La chanson de l’émigrant, de Benjamin Fondane

Tableaux 63

Qui a lu « la Chanson de l’émigrant » au fond de la salle ? Personne ? Normal. L’éducation nationale propose en lecture à nos enfants de sympathiques chansons du gars qui fait rimer pruneaux d’Agen et confits de canard. Mais le monde est tout sauf sympathique. Il est cruel.

Une prochaine fois, recherchez sur vos tablettes, nous parlerons de Benjamin Fondane, il a écrit des recueils de poésie intitulés Ulysse, le Mal des fantômes, Titanic, l’Exode, Au temps du poème. Cela ne rigole pas, vous me dites. Et c’est vrai. Cet écrivain roumain francophone, disciple de Léon Chestov, émigré en France, s’est engagé dans l’armée française : il a, en 1940 combattu ; dénoncé par des voisins à la Gestapo, parce que juif, déporté à Auschwitz, il est mort à Birkenau le 3 octobre 1944. Il nous laisse parmi les plus grands poèmes de de la langue française du vingtième siècle, celui-ci :

– Mon père qu’as tu fait de mon enfance ?

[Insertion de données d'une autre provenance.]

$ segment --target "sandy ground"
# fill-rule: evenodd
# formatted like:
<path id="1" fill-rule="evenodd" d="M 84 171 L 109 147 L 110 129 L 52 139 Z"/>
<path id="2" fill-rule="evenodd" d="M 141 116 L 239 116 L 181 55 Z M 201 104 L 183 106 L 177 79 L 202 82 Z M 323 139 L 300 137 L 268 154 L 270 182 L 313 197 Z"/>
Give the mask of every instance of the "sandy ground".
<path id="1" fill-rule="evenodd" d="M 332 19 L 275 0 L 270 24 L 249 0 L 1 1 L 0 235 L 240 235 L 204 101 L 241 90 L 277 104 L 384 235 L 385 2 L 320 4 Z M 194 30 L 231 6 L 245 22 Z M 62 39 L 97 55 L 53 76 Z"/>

Qu’as tu fait du petit marin au regard bleu

J’étais heureux, heureux parmi ces malheureux

le poivre rouge c’était si nouveau !

Plus tard j’ai vu Charlot et j’ai compris les émigrants

Plus tard, plus tard moi-même

Emigrants diamants de la terre, sel sauvage,

je suis de votre race,

j’emporte comme vous ma vie dans ma valise,

je mange comme vous le pain de mon angoisse,

je ne demande plus quel est le sens du monde,

je pose mon poing dur sur la table du monde,

je suis de ceux qui n’ont rien,

qui veulent tout

– je ne saurai jamais me résigner.

 

Et bien, moi, je vous dis : rien ne sert de s’indigner, il ne faut pas se résigner. Il suffit d’ouvrir les yeux et de poser durement le poing sur la table du monde, la vie est belle. En avant, Marche.